“We got to adopt ourselves to new ways, old Sure-Shot,” he ruminated aloud. “Got to quit hellin’ around an’ raisin’ Cain. Leastways I have. You never did do any o’ that. Yes, sir, I got to be a responsible citizen.”
The partner of the responsible citizen leaned back in a reclining chair which he had made from a plank sawed into five parts that were nailed together at angles.
“You’ll be raisin’ little towheads right soon,” he said through a cloud of smoke.
“No, sir. Not me. Not Dud Hollister. I can boss my own se’f for a spell yet,” the fair-haired youth protested vehemently. “When I said we got to adopt ourselves, I was thinkin’ of barb-wire fences an’ timothy hay. ’S all right to let the dogies rough through the winter an’ hunt the gulches when the storms come. But it won’t do with stock that’s bred up. Harshaw lost close to forty per cent of his cattle three years ago. It sure put some crimp in him. He was hit hard again last winter. You know that. Say he’d had valuable stock. Why, it would put him outa business. Sure would.”
“Yes,” admitted Bob. “There’s a schoolmarm down at Meeker was askin’ me about you. You know her—that snappin’-eyed brunette. Wanted to know all about yore claim, an’ was it a good one, an’ didn’t I think Mr. Hollister a perfect gentleman, an’—”
Dud snatched a blanket from the bunk and smothered the red head. They clinched, rolled on the floor, and kicked over the chair and stool. Presently they emerged from battle feeling happier.
“No, we got to feed. Tha’s the new law an’ the gospel of the range,” Dud continued. “Got to keep our cattle under fence in winter an’ look after ’em right. Cattle-raisin’ as a gamble will be a losing bet right soon. It’s a business now. Am I right?”

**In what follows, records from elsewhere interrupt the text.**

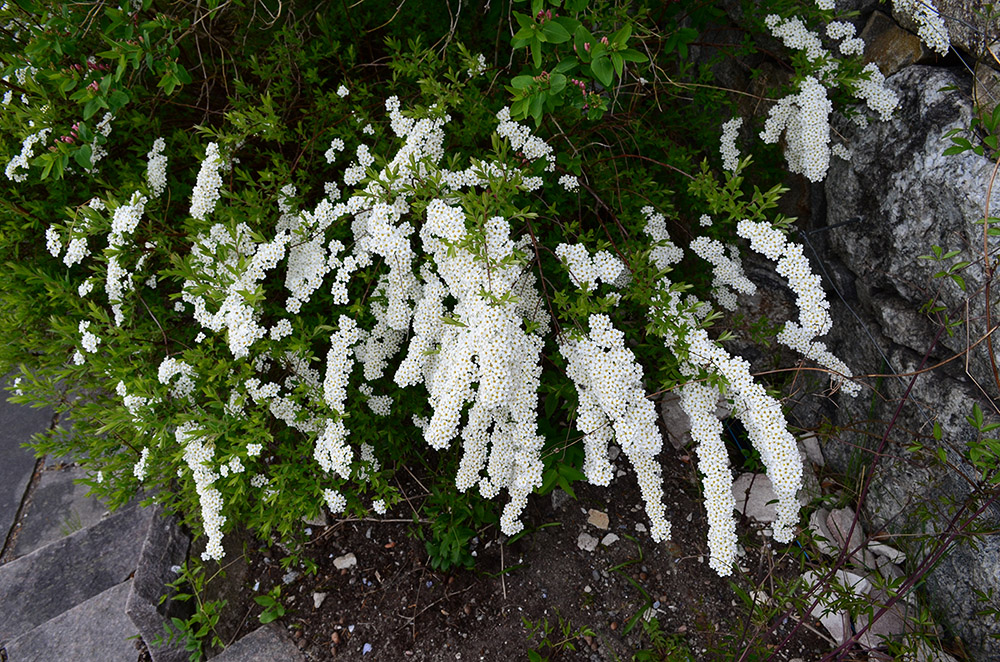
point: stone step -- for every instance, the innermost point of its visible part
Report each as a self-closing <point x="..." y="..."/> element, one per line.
<point x="165" y="548"/>
<point x="59" y="506"/>
<point x="17" y="464"/>
<point x="96" y="630"/>
<point x="268" y="643"/>
<point x="51" y="580"/>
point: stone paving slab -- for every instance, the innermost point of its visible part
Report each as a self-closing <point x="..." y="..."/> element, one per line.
<point x="63" y="574"/>
<point x="268" y="643"/>
<point x="165" y="548"/>
<point x="95" y="631"/>
<point x="17" y="464"/>
<point x="58" y="507"/>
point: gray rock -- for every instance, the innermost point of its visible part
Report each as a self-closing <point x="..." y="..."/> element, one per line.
<point x="987" y="88"/>
<point x="346" y="561"/>
<point x="809" y="444"/>
<point x="677" y="422"/>
<point x="17" y="464"/>
<point x="756" y="499"/>
<point x="166" y="546"/>
<point x="899" y="196"/>
<point x="587" y="542"/>
<point x="55" y="578"/>
<point x="59" y="506"/>
<point x="268" y="643"/>
<point x="96" y="629"/>
<point x="968" y="26"/>
<point x="598" y="518"/>
<point x="890" y="46"/>
<point x="821" y="533"/>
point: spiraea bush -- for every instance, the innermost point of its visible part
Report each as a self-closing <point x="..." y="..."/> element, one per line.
<point x="265" y="255"/>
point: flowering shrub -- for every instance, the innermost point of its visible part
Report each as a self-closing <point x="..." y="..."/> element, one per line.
<point x="266" y="296"/>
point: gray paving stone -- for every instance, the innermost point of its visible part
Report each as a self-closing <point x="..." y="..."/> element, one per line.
<point x="166" y="546"/>
<point x="61" y="575"/>
<point x="95" y="631"/>
<point x="17" y="424"/>
<point x="268" y="643"/>
<point x="58" y="508"/>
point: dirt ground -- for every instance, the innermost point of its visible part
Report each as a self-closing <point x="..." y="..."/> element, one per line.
<point x="391" y="606"/>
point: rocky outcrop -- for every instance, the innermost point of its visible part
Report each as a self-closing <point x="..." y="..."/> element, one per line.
<point x="896" y="199"/>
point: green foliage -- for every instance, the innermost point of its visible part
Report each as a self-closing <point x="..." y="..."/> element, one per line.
<point x="197" y="632"/>
<point x="550" y="642"/>
<point x="271" y="602"/>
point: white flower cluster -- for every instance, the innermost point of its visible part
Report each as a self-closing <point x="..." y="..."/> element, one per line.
<point x="795" y="35"/>
<point x="336" y="145"/>
<point x="20" y="162"/>
<point x="666" y="252"/>
<point x="156" y="170"/>
<point x="931" y="28"/>
<point x="198" y="456"/>
<point x="226" y="282"/>
<point x="699" y="403"/>
<point x="531" y="147"/>
<point x="586" y="272"/>
<point x="489" y="347"/>
<point x="132" y="403"/>
<point x="119" y="280"/>
<point x="570" y="183"/>
<point x="727" y="271"/>
<point x="879" y="98"/>
<point x="844" y="32"/>
<point x="88" y="340"/>
<point x="206" y="191"/>
<point x="727" y="144"/>
<point x="805" y="119"/>
<point x="814" y="316"/>
<point x="139" y="470"/>
<point x="611" y="398"/>
<point x="335" y="501"/>
<point x="478" y="67"/>
<point x="184" y="386"/>
<point x="53" y="243"/>
<point x="760" y="414"/>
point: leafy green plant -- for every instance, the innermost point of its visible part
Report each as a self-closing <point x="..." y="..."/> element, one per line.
<point x="550" y="642"/>
<point x="271" y="602"/>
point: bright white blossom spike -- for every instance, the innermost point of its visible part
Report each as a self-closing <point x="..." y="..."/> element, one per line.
<point x="699" y="403"/>
<point x="931" y="28"/>
<point x="609" y="385"/>
<point x="198" y="455"/>
<point x="206" y="191"/>
<point x="139" y="470"/>
<point x="156" y="170"/>
<point x="727" y="147"/>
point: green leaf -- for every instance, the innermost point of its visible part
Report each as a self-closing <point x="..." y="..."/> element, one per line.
<point x="522" y="82"/>
<point x="83" y="156"/>
<point x="536" y="53"/>
<point x="581" y="40"/>
<point x="619" y="38"/>
<point x="632" y="55"/>
<point x="555" y="33"/>
<point x="603" y="70"/>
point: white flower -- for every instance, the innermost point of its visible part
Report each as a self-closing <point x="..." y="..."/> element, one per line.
<point x="206" y="191"/>
<point x="569" y="182"/>
<point x="727" y="146"/>
<point x="156" y="170"/>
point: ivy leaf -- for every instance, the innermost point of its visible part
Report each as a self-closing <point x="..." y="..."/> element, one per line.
<point x="555" y="33"/>
<point x="603" y="70"/>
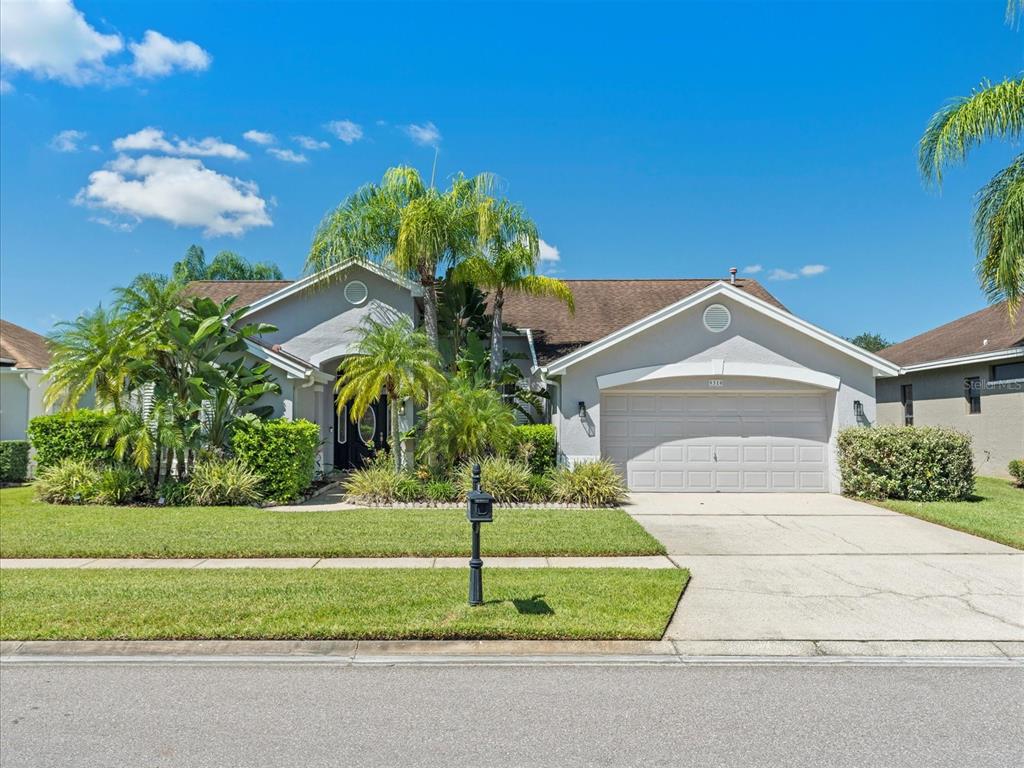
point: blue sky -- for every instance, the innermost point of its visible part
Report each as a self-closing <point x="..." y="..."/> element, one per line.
<point x="646" y="140"/>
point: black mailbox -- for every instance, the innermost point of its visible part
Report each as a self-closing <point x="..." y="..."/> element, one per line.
<point x="481" y="507"/>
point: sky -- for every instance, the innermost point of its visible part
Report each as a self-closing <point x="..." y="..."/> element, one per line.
<point x="669" y="140"/>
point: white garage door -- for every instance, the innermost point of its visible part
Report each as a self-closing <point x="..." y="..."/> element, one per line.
<point x="717" y="441"/>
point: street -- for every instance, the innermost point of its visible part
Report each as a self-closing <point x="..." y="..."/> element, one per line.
<point x="221" y="713"/>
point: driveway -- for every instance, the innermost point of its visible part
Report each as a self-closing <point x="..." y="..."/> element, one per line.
<point x="805" y="566"/>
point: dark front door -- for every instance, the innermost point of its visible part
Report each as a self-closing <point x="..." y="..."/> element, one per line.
<point x="353" y="443"/>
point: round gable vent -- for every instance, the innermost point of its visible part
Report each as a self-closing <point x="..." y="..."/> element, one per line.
<point x="355" y="292"/>
<point x="717" y="317"/>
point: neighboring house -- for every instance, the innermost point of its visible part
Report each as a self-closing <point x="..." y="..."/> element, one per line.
<point x="24" y="360"/>
<point x="968" y="375"/>
<point x="685" y="384"/>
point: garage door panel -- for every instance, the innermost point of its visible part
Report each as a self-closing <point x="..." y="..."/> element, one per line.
<point x="717" y="442"/>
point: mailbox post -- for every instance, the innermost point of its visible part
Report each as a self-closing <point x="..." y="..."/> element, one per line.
<point x="479" y="509"/>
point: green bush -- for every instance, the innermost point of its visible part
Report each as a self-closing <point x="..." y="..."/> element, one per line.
<point x="283" y="453"/>
<point x="535" y="443"/>
<point x="219" y="482"/>
<point x="594" y="483"/>
<point x="118" y="485"/>
<point x="13" y="461"/>
<point x="70" y="435"/>
<point x="70" y="481"/>
<point x="504" y="478"/>
<point x="1017" y="471"/>
<point x="924" y="464"/>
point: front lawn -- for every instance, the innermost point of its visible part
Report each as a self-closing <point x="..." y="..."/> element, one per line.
<point x="995" y="512"/>
<point x="522" y="604"/>
<point x="32" y="528"/>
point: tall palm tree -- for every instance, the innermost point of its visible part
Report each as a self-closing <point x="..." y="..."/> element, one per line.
<point x="401" y="221"/>
<point x="508" y="263"/>
<point x="394" y="359"/>
<point x="990" y="112"/>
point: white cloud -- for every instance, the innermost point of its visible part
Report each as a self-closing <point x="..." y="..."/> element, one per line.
<point x="179" y="190"/>
<point x="259" y="137"/>
<point x="345" y="130"/>
<point x="425" y="135"/>
<point x="67" y="140"/>
<point x="153" y="139"/>
<point x="51" y="39"/>
<point x="158" y="55"/>
<point x="549" y="254"/>
<point x="811" y="269"/>
<point x="310" y="143"/>
<point x="288" y="156"/>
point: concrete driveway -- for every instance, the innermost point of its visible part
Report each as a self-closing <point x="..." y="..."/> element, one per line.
<point x="806" y="566"/>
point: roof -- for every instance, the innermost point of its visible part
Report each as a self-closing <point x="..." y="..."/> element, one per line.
<point x="603" y="306"/>
<point x="26" y="348"/>
<point x="963" y="338"/>
<point x="248" y="291"/>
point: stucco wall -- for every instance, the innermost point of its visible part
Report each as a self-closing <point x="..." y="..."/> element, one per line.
<point x="750" y="338"/>
<point x="997" y="432"/>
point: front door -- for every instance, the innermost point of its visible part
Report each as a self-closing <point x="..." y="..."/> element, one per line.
<point x="353" y="443"/>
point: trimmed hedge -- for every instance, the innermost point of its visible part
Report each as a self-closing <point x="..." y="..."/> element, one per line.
<point x="924" y="464"/>
<point x="284" y="453"/>
<point x="541" y="441"/>
<point x="13" y="461"/>
<point x="70" y="435"/>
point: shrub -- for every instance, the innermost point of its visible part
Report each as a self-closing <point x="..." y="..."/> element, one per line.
<point x="922" y="464"/>
<point x="70" y="435"/>
<point x="594" y="483"/>
<point x="1017" y="471"/>
<point x="504" y="478"/>
<point x="223" y="483"/>
<point x="13" y="461"/>
<point x="118" y="485"/>
<point x="283" y="453"/>
<point x="535" y="443"/>
<point x="466" y="421"/>
<point x="70" y="481"/>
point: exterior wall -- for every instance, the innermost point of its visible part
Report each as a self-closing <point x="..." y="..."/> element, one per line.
<point x="750" y="338"/>
<point x="320" y="324"/>
<point x="997" y="432"/>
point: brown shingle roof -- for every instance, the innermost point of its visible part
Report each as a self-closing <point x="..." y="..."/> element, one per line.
<point x="961" y="338"/>
<point x="603" y="306"/>
<point x="248" y="291"/>
<point x="28" y="349"/>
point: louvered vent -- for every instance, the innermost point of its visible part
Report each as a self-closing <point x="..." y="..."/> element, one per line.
<point x="717" y="317"/>
<point x="355" y="292"/>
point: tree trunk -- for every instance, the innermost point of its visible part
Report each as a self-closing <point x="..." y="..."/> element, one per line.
<point x="497" y="340"/>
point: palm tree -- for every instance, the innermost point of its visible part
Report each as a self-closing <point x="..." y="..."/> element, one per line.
<point x="401" y="221"/>
<point x="990" y="112"/>
<point x="394" y="359"/>
<point x="508" y="263"/>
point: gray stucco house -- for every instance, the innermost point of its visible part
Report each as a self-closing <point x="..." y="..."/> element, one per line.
<point x="968" y="375"/>
<point x="684" y="384"/>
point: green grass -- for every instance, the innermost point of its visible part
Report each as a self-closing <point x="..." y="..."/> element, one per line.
<point x="528" y="603"/>
<point x="32" y="528"/>
<point x="995" y="512"/>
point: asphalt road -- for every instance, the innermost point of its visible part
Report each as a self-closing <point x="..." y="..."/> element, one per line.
<point x="288" y="715"/>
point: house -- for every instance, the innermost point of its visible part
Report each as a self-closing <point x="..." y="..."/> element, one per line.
<point x="684" y="384"/>
<point x="968" y="375"/>
<point x="24" y="360"/>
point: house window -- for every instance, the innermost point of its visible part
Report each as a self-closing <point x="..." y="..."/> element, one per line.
<point x="972" y="391"/>
<point x="906" y="397"/>
<point x="1008" y="372"/>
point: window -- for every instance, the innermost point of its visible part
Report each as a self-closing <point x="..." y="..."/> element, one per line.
<point x="906" y="397"/>
<point x="972" y="391"/>
<point x="1008" y="372"/>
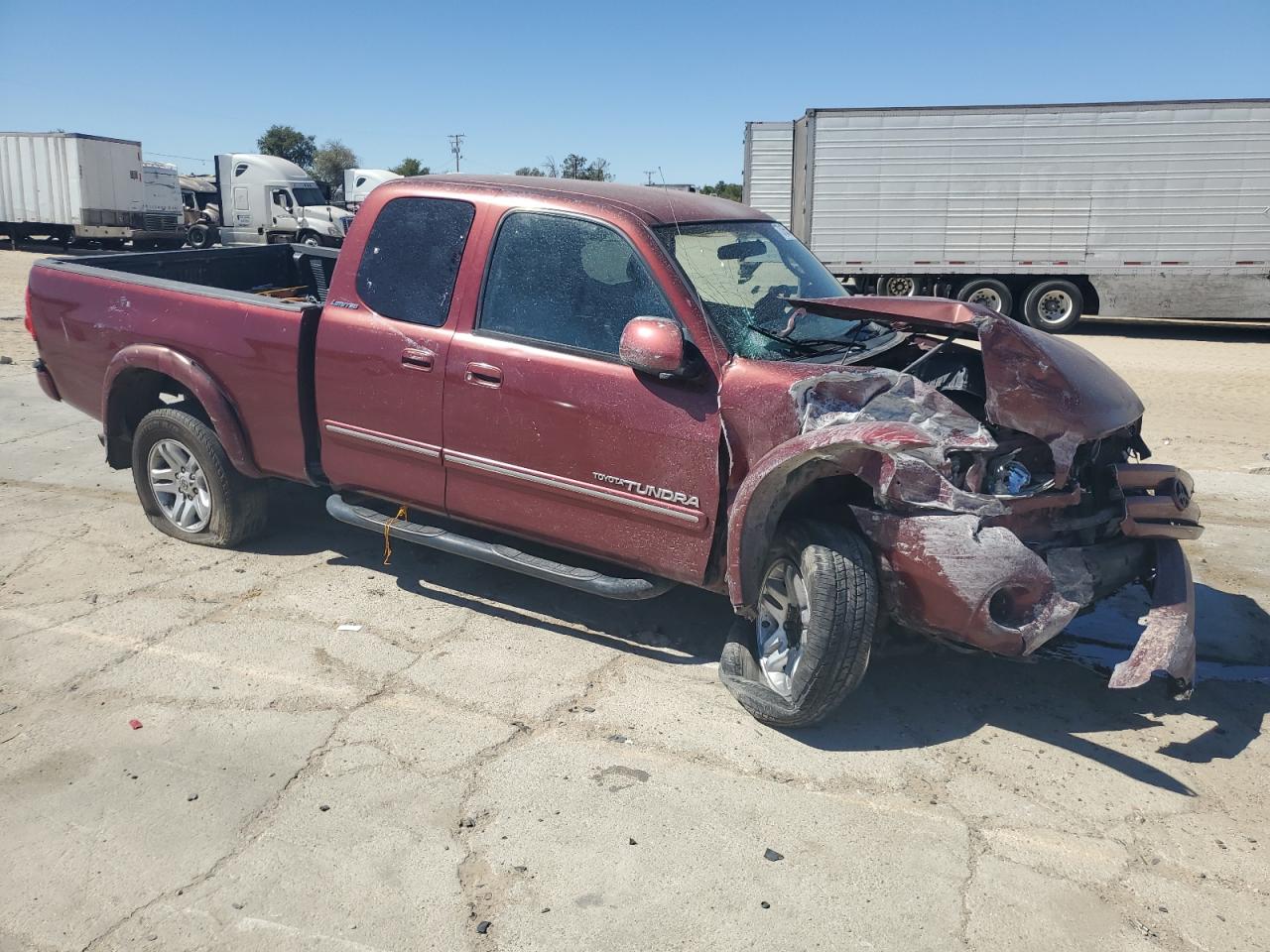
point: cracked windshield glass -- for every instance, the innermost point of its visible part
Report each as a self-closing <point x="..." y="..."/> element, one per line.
<point x="743" y="272"/>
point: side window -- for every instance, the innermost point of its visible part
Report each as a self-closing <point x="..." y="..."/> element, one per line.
<point x="412" y="258"/>
<point x="566" y="281"/>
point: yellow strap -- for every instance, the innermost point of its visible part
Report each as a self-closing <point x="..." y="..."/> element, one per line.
<point x="388" y="542"/>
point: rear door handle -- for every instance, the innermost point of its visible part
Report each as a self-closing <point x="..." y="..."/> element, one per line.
<point x="484" y="375"/>
<point x="417" y="359"/>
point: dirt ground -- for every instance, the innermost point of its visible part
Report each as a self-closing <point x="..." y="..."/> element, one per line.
<point x="490" y="749"/>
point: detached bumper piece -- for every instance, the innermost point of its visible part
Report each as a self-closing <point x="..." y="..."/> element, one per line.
<point x="1157" y="502"/>
<point x="498" y="555"/>
<point x="1167" y="644"/>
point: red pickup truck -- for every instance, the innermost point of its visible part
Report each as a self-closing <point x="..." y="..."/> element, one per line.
<point x="662" y="388"/>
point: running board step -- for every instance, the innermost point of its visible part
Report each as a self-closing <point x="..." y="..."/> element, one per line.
<point x="494" y="553"/>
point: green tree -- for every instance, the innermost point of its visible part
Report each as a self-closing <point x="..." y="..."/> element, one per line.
<point x="576" y="167"/>
<point x="289" y="143"/>
<point x="329" y="164"/>
<point x="722" y="189"/>
<point x="411" y="167"/>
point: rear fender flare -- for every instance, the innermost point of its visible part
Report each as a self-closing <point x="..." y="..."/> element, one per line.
<point x="851" y="449"/>
<point x="197" y="381"/>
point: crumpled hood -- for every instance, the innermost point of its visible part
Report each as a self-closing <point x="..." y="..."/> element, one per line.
<point x="1037" y="384"/>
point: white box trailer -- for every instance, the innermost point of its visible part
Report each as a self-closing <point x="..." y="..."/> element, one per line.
<point x="1133" y="209"/>
<point x="68" y="185"/>
<point x="767" y="178"/>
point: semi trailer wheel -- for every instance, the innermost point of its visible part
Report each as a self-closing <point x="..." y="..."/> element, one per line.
<point x="199" y="236"/>
<point x="187" y="485"/>
<point x="808" y="645"/>
<point x="989" y="294"/>
<point x="897" y="286"/>
<point x="1053" y="304"/>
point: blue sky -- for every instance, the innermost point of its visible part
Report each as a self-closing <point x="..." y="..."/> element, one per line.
<point x="645" y="85"/>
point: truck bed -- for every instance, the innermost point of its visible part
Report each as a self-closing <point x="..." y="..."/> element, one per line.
<point x="246" y="317"/>
<point x="263" y="271"/>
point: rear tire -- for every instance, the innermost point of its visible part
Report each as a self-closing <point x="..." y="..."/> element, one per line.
<point x="826" y="615"/>
<point x="988" y="293"/>
<point x="1053" y="304"/>
<point x="187" y="485"/>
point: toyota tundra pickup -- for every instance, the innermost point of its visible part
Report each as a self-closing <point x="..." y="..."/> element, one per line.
<point x="647" y="388"/>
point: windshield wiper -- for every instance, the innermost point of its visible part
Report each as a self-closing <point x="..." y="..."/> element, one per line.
<point x="806" y="347"/>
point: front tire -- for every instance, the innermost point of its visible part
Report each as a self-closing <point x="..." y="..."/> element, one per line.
<point x="187" y="485"/>
<point x="1053" y="304"/>
<point x="808" y="647"/>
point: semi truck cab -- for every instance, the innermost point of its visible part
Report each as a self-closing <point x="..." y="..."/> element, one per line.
<point x="358" y="184"/>
<point x="266" y="199"/>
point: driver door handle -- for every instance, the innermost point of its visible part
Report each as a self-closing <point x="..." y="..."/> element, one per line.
<point x="484" y="375"/>
<point x="417" y="359"/>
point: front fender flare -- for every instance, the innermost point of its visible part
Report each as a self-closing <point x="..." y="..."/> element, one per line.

“Sounds reasonable to me, Dud.”
Bob’s face was grave, but he smiled inwardly. The doctrine that his friend had just been expounding was not new to him. He had urged it on Dud during many a ride and at more than one night camp, had pointed to the examples of Larson, Harshaw, and the other old-timers. Hollister was a happy-go-lucky youth. The old hard-riding cattle days suited him better. But he, too, had been forced at last to see the logic of the situation. Now, with all the ardor of a convert, he was urging his view on a partner who did not need to be convinced.
Dillon knew that stock-raising was entering upon a new phase, that the old loose range system must give way to better care, attention to breeding, and close business judgment. The cattleman who stuck to the old ways would not survive.